Market Update 10.26.24
This week, we observed an early-week exhaustion pivot that altered our initial forecast from last weekend. Although the final outcomes remained within one standard deviation of our projections, the week’s actual performance diverged from Saturday’s model. In hindsight, a mid-week model update would have better reflected this pivot.
Recently, we’ve noticed a shift in the signal’s pattern, with an increased frequency of entry and exhaustion points, alongside shorter duration windows. This pattern shift brings both advantages and challenges: while it may present more opportunities for high-probability entries, the shorter windows may also reflect reduced market conviction.
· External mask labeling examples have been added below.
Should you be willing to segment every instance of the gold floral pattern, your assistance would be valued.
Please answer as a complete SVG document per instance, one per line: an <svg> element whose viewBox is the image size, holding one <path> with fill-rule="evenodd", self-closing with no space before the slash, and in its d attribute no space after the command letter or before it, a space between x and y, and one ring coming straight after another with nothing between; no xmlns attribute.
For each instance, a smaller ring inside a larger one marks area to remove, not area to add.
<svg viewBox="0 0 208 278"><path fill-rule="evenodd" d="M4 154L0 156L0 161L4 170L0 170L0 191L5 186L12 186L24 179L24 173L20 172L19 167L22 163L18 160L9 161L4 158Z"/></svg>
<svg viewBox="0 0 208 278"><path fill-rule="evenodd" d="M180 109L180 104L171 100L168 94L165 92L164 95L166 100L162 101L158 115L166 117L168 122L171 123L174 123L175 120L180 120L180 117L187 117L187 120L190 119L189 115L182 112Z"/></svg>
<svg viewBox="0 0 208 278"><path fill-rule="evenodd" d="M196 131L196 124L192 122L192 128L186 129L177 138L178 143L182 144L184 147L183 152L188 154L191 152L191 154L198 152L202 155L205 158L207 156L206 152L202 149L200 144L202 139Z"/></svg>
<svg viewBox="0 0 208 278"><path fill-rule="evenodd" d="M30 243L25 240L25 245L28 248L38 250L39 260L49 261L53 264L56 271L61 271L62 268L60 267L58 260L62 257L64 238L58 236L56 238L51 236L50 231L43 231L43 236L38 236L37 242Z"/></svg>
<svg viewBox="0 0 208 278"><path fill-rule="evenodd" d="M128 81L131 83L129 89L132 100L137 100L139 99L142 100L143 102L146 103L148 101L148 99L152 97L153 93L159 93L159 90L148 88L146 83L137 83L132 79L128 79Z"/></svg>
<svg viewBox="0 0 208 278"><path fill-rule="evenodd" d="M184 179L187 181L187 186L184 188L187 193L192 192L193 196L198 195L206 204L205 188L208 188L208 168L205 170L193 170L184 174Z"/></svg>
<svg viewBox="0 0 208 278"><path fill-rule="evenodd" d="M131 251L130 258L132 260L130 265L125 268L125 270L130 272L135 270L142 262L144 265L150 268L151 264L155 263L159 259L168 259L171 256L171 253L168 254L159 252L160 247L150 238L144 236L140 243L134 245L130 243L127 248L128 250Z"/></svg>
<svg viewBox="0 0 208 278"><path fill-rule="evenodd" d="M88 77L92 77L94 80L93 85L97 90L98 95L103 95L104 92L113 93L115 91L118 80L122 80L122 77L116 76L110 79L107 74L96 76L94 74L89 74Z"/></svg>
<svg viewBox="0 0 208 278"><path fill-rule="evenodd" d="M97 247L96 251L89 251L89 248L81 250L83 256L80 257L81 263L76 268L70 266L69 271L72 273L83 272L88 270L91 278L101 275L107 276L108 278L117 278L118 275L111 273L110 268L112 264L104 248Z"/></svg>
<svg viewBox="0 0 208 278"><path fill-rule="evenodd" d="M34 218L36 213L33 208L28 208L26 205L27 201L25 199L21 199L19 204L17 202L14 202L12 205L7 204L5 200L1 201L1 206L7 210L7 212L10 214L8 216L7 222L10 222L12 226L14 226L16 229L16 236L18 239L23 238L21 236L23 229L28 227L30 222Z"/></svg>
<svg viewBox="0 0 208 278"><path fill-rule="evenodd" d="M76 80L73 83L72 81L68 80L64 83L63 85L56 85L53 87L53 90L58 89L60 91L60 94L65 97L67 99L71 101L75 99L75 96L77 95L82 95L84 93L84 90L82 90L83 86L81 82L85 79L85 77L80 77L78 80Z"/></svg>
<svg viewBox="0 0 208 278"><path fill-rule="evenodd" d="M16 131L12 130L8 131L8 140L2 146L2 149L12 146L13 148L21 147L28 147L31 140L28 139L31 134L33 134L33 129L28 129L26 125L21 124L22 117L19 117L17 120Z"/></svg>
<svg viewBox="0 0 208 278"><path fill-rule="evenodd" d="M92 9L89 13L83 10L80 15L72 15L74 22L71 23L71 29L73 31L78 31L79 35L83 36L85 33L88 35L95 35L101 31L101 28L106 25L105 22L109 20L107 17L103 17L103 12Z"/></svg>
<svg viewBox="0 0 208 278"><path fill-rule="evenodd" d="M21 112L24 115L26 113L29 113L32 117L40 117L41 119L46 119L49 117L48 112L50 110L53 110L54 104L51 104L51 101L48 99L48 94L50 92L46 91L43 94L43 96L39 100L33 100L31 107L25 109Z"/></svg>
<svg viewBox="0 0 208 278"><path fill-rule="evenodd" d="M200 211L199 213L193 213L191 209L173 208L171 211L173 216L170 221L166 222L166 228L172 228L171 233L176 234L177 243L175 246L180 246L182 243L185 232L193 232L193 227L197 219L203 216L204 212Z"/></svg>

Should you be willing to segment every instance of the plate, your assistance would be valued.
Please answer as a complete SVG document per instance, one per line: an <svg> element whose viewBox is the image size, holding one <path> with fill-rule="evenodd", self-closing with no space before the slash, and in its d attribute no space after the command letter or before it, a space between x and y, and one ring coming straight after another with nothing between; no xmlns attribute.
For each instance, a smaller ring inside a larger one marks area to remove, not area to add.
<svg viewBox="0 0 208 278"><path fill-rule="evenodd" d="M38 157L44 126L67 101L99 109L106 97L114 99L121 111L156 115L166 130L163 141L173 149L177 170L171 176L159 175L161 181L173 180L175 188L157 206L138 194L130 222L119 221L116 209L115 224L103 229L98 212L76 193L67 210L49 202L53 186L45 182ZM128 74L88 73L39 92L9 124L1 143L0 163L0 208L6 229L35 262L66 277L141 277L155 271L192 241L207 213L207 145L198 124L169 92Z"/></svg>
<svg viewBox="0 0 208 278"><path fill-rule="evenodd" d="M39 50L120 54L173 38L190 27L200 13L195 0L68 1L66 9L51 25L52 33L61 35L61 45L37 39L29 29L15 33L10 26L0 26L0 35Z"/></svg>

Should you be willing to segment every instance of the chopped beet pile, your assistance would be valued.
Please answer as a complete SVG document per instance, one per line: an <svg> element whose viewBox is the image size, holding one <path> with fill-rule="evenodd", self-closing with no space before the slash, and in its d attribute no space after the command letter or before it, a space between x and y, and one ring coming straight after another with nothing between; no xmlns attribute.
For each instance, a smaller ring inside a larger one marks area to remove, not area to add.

Trading volumes for major ETFs we track appear slightly lower than in previous months, which could be attributed to traders awaiting more clarity on economic policy with the election approaching.
Looking to next week, the signal currently indicates a potential mid-week pivot toward a high-probability bullish entry for a medium-term position. At the current rate of change, this pivot may occur within a couple of trading days. We may also see some correction in the Nasdaq 100, following patterns observed in other indices.
Once the pivot occurs, I will publish an updated model reflecting the anticipated directional shift. For now, I’ve highlighted the 7-day forecast lines below, as they are the most relevant at this stage.
Disclaimer: The information provided here is for educational and informational purposes only and should not be construed as financial advice. I am not a licensed financial advisor, and my portfolio may not align with your financial goals or risk tolerance. All investments involve risk, including potential principal loss. Historical data and model-based projections do not guarantee future performance. Please consult a licensed financial professional before making any investment decisions.